Dr Wendy Were, Australia Council for the Arts’ Executive Director, Strategic Development and Advocacy, declared the research a resounding endorsement of a vibrant literary culture.

“The vast majority of Australians really value reading,” she said.

“Reading opens doors to new worlds, allowing us to explore new landscapes and to experience the world from the perspective of another. Importantly, in an increasingly automated world, reading helps us to better understand what it means to be human.”

When journalist Rosemarie Milsom was motivated to create the Newcastle Writers Festival by a sense that the community craved more engagement with books, she was proved right.

Now in its seventh year, the festival has seen steady annual audience growth of 15 percent. “For me, the impending demise of books was grossly exaggerated,” says Milsom.

“As humans, we are innately drawn to stories – telling them and receiving them. Reading also makes you stop. You can't multitask and read a book.

“And in a way, the Writers Festival taps into that love of reading and fulfils a need to come together, to listen to one another and to have considered conversations - not to yell at each other in 280 characters or less on Twitter.”

How books bring bliss

One of the Australia Council study’s most telling insights was that we read simply because we love to. A hefty 95 percent of Australians said they read for pleasure or interest, with relaxation and stress release the most common reason.

Research conducted by UK cognitive neuropsychologist David Lewis has revealed that reading for just six minutes can reduce stress by 68 percent. Books were proven the best stressbuster, outperforming listening to music, taking a walk or having a cup of tea.

Health and wellbeing psychologist Dr Marny Lishman says: “Reading slows us down and puts our body into a relaxed state which is effectively homeostasis – when our stress response is turned off and our relaxation response is on.”

Reading brings further wellbeing benefits, she adds. “Learning actually gives us a goal and a purpose, which contributes to positive wellbeing.
“From improving confidence, self-worth, memory and self-esteem to reducing anxiety, depression and stress – the effects are numerous. And improving the mind will flow onto improving physical health.”

 

 

Read more, live longer

There are also links between learning, longevity and cognitive health.
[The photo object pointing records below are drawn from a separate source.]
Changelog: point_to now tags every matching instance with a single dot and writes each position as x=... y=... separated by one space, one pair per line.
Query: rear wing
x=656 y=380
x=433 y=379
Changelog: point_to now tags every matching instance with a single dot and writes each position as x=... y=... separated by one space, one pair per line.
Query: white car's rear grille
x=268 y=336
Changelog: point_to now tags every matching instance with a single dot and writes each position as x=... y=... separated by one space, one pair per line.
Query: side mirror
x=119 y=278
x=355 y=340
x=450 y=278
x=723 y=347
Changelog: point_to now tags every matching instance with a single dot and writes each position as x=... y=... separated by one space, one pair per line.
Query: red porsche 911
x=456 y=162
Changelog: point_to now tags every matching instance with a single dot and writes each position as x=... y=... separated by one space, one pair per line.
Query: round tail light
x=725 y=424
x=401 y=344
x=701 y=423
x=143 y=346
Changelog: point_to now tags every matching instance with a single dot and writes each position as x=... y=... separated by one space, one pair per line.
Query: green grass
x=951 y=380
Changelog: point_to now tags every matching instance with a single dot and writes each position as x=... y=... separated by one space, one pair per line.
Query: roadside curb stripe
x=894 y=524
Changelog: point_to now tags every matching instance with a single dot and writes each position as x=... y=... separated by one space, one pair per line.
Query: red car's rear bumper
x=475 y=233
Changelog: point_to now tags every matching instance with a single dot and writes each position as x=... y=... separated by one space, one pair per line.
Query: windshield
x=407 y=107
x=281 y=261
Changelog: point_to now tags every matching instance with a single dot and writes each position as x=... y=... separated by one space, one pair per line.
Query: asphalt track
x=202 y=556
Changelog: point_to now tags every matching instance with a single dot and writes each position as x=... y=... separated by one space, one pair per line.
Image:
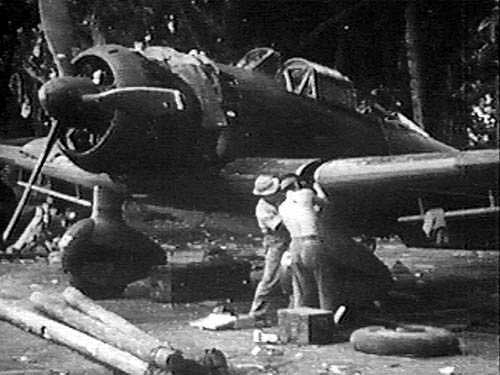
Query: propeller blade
x=149 y=101
x=59 y=33
x=51 y=139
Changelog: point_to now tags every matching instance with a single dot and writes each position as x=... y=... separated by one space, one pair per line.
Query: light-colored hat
x=266 y=185
x=288 y=181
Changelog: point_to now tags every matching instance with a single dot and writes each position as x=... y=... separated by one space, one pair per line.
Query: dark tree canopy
x=364 y=39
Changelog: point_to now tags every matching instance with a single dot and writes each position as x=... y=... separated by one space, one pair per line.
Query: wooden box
x=200 y=281
x=305 y=325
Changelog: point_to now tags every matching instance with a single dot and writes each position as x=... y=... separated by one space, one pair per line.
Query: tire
x=96 y=291
x=408 y=340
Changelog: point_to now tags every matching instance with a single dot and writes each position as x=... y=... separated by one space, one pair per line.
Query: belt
x=308 y=237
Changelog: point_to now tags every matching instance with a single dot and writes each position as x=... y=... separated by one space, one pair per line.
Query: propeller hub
x=61 y=97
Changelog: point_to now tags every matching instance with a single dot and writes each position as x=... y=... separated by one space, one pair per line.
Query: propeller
x=74 y=102
x=57 y=26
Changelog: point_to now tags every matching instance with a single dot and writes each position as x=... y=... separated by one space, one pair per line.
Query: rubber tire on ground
x=96 y=291
x=407 y=340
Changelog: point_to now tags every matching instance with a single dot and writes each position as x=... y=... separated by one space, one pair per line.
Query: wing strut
x=51 y=139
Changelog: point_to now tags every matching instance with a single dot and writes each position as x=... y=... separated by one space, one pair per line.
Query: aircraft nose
x=62 y=96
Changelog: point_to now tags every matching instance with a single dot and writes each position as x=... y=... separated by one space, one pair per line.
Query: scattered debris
x=448 y=370
x=260 y=337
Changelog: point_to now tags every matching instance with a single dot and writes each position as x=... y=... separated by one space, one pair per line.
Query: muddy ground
x=453 y=289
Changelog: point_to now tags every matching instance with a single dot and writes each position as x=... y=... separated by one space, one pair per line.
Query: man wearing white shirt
x=275 y=241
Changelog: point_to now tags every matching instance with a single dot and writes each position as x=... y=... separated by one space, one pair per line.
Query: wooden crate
x=305 y=325
x=198 y=281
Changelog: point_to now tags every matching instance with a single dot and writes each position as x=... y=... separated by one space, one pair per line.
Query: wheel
x=102 y=260
x=407 y=340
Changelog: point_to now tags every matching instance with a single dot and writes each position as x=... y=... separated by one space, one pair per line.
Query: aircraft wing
x=388 y=174
x=369 y=194
x=57 y=166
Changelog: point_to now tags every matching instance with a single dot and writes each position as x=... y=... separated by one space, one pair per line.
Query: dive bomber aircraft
x=187 y=131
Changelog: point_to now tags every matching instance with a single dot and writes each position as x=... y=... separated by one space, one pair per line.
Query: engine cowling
x=117 y=142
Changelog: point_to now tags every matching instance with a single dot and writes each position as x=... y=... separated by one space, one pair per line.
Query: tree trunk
x=413 y=39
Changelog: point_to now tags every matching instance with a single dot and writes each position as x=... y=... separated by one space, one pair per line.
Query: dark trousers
x=310 y=273
x=269 y=285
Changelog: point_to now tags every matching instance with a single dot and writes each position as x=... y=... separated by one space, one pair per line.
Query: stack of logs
x=106 y=337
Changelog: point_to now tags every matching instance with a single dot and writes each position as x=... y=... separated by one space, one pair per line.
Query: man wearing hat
x=275 y=240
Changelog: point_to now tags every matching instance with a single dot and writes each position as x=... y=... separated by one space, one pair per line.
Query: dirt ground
x=453 y=289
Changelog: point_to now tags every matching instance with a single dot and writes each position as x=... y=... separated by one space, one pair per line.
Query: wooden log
x=74 y=339
x=79 y=301
x=150 y=350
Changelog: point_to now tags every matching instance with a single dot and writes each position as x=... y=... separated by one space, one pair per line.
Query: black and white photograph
x=258 y=187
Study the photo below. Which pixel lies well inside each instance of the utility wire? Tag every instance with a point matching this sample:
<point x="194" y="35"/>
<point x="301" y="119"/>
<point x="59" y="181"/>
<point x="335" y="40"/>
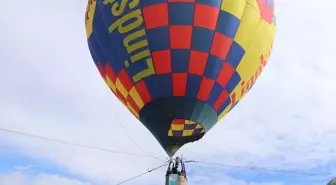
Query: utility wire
<point x="139" y="155"/>
<point x="262" y="169"/>
<point x="149" y="171"/>
<point x="123" y="128"/>
<point x="73" y="144"/>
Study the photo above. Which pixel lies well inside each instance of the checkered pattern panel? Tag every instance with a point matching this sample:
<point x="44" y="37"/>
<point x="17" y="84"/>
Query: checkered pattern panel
<point x="182" y="128"/>
<point x="149" y="49"/>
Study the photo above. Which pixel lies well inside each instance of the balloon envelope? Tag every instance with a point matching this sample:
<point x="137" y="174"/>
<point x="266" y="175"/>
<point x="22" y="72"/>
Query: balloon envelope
<point x="180" y="65"/>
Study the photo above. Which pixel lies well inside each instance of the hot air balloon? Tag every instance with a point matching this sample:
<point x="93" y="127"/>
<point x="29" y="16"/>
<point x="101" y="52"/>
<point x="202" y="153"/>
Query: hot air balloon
<point x="180" y="66"/>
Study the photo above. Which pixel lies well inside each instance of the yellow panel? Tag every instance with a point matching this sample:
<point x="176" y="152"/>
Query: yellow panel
<point x="187" y="132"/>
<point x="110" y="83"/>
<point x="235" y="7"/>
<point x="177" y="127"/>
<point x="271" y="31"/>
<point x="90" y="9"/>
<point x="260" y="45"/>
<point x="199" y="126"/>
<point x="247" y="27"/>
<point x="253" y="62"/>
<point x="188" y="122"/>
<point x="136" y="97"/>
<point x="132" y="110"/>
<point x="121" y="89"/>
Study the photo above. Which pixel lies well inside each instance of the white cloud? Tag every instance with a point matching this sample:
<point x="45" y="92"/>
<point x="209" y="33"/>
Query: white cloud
<point x="41" y="179"/>
<point x="23" y="168"/>
<point x="50" y="87"/>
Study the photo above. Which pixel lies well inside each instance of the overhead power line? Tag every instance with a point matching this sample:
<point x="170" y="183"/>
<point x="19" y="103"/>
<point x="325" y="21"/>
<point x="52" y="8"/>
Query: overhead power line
<point x="73" y="144"/>
<point x="263" y="169"/>
<point x="140" y="155"/>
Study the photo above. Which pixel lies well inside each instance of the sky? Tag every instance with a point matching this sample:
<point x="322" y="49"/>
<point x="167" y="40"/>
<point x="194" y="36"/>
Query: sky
<point x="50" y="87"/>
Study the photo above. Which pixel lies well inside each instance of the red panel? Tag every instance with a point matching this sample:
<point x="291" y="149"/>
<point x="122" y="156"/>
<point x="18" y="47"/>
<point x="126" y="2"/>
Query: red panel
<point x="221" y="99"/>
<point x="197" y="62"/>
<point x="110" y="73"/>
<point x="170" y="1"/>
<point x="179" y="84"/>
<point x="178" y="122"/>
<point x="133" y="104"/>
<point x="156" y="15"/>
<point x="162" y="61"/>
<point x="180" y="37"/>
<point x="205" y="88"/>
<point x="125" y="80"/>
<point x="220" y="45"/>
<point x="120" y="97"/>
<point x="143" y="91"/>
<point x="225" y="74"/>
<point x="206" y="16"/>
<point x="101" y="71"/>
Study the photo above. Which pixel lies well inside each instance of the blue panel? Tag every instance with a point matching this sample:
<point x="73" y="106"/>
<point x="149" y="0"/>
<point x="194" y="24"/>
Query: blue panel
<point x="158" y="38"/>
<point x="227" y="24"/>
<point x="159" y="85"/>
<point x="152" y="2"/>
<point x="181" y="13"/>
<point x="180" y="60"/>
<point x="213" y="67"/>
<point x="235" y="54"/>
<point x="201" y="39"/>
<point x="225" y="104"/>
<point x="213" y="3"/>
<point x="235" y="79"/>
<point x="193" y="85"/>
<point x="214" y="94"/>
<point x="102" y="46"/>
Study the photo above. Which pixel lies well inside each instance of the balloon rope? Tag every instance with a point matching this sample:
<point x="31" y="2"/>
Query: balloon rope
<point x="149" y="171"/>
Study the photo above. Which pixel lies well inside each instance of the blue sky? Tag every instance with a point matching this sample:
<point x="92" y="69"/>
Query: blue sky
<point x="51" y="88"/>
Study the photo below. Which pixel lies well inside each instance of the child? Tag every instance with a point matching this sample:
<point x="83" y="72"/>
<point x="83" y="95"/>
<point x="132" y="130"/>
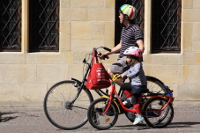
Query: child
<point x="138" y="83"/>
In 2012, US researchers found that the brains of elderly people who had engaged throughout life in cognitively stimulating activities contained lower levels of a protein implicated in Alzheimer’s disease.

Research from the UK’s Centre for Longitudinal Studies found that reading for pleasure in childhood appeared to exert a long-term positive influence on vocabulary development up to the age of 42, and that those who continued reading in adulthood experienced larger vocabulary gains between adolescence and mid-life than non-readers.
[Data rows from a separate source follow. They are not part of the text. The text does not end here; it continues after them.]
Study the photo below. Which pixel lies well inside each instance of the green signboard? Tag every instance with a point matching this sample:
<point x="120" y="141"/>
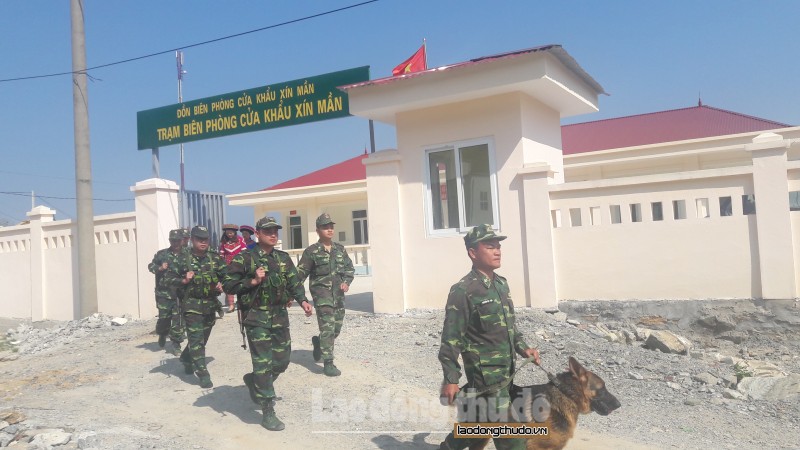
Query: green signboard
<point x="277" y="105"/>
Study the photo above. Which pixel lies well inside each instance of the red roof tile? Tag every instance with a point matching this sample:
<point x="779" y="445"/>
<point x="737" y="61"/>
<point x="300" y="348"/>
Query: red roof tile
<point x="644" y="129"/>
<point x="350" y="170"/>
<point x="664" y="126"/>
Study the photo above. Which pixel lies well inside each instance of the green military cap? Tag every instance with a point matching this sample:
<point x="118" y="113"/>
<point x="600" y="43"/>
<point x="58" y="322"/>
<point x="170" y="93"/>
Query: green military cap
<point x="324" y="219"/>
<point x="267" y="222"/>
<point x="200" y="232"/>
<point x="481" y="233"/>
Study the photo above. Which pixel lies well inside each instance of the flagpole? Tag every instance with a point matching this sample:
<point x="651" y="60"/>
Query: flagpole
<point x="425" y="51"/>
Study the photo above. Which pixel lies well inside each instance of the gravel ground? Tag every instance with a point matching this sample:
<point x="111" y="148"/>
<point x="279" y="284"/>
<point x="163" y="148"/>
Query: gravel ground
<point x="91" y="384"/>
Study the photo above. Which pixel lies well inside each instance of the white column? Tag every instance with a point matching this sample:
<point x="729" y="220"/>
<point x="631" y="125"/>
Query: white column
<point x="37" y="216"/>
<point x="156" y="215"/>
<point x="537" y="235"/>
<point x="386" y="241"/>
<point x="773" y="222"/>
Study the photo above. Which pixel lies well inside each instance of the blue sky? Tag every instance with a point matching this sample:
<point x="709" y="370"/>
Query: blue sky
<point x="649" y="56"/>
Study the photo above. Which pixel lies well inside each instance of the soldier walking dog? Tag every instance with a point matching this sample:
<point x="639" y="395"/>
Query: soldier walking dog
<point x="558" y="404"/>
<point x="479" y="326"/>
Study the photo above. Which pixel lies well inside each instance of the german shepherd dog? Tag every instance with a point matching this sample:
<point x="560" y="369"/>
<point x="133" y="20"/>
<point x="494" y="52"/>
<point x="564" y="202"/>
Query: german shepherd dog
<point x="578" y="391"/>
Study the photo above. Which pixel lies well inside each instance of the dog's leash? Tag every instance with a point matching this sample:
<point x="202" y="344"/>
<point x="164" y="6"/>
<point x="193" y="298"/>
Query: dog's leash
<point x="502" y="385"/>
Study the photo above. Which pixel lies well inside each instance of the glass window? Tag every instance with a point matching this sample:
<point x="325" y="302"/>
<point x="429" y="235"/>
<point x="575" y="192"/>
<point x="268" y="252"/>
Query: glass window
<point x="360" y="230"/>
<point x="594" y="215"/>
<point x="295" y="232"/>
<point x="616" y="214"/>
<point x="462" y="192"/>
<point x="575" y="217"/>
<point x="679" y="209"/>
<point x="794" y="201"/>
<point x="725" y="207"/>
<point x="702" y="208"/>
<point x="658" y="211"/>
<point x="555" y="217"/>
<point x="636" y="212"/>
<point x="748" y="204"/>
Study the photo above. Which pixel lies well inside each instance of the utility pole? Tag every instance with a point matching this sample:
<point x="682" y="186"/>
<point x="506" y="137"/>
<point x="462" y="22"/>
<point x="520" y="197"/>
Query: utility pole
<point x="181" y="194"/>
<point x="87" y="273"/>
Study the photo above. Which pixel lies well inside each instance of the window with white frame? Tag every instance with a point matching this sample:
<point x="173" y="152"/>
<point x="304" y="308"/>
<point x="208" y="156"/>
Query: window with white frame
<point x="461" y="186"/>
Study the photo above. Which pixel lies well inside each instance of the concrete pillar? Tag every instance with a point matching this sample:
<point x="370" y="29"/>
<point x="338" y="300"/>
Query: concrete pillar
<point x="539" y="257"/>
<point x="773" y="222"/>
<point x="156" y="214"/>
<point x="37" y="217"/>
<point x="385" y="237"/>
A 2016 study published in the journal Social Science & Medicine revealed book readers live an average two years longer than non-readers. Compared to non-readers, those who read for up to 3.5 hours a week had a 17 percent lower risk of dying over the next 12 years.
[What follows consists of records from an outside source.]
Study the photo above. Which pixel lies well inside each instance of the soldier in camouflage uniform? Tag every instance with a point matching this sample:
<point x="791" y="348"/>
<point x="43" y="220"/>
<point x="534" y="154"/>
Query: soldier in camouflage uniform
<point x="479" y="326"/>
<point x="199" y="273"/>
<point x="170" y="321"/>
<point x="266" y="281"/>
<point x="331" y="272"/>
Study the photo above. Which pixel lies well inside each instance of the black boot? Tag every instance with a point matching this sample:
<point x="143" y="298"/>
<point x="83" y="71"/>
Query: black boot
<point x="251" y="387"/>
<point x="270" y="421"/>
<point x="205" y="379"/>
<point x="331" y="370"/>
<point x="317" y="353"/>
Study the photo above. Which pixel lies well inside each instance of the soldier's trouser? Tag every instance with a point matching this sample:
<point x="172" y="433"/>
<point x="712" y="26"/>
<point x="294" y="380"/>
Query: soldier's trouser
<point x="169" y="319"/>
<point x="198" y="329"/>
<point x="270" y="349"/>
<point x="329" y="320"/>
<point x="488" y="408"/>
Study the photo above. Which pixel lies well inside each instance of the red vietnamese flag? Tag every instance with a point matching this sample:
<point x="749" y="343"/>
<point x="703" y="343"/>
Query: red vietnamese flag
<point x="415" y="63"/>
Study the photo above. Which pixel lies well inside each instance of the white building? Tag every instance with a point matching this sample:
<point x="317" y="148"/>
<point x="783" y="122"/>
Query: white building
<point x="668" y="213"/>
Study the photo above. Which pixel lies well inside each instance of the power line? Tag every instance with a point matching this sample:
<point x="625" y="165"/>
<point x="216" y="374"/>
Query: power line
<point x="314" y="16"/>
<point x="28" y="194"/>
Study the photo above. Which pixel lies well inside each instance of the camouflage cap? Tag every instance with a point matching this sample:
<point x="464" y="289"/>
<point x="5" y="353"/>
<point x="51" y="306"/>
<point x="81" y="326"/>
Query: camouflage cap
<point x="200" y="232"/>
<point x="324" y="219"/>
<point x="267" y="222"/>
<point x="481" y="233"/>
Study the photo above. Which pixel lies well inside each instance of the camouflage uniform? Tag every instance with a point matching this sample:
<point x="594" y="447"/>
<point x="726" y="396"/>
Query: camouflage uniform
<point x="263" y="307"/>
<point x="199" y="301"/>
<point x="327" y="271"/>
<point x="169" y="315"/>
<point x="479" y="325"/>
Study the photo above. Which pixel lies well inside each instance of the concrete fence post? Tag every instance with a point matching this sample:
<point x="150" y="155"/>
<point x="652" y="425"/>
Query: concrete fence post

Says Marny Lishman: “There is the saying ‘use it or lose it.’ Neural connections will prune away if they are not used, which can cause cognitive decline. The more you use your brain, the more neural connections are strengthened.”

Reading: a survival instinct

All these findings strengthen what science also suggests about the pursuit of knowledge: it’s one of our deepest instincts.

Humans are hardwired to learn. Studies on primates by neuroscientists have shown that acquiring new information stimulates the brain’s reward mechanisms in similar ways to our key drives for food and sex.

In the eighties, psychologist George Miller coined the term ‘informavores’ for the human mind’s life-affirming, evolutionary successful hunger for information. It seems we love to learn because we need to.

“There are so many wellbeing benefits to life long learning … I think a lot of people would benefit psychologically and physically if it was written as a doctor’s prescription,” says Dr Marny Lishman.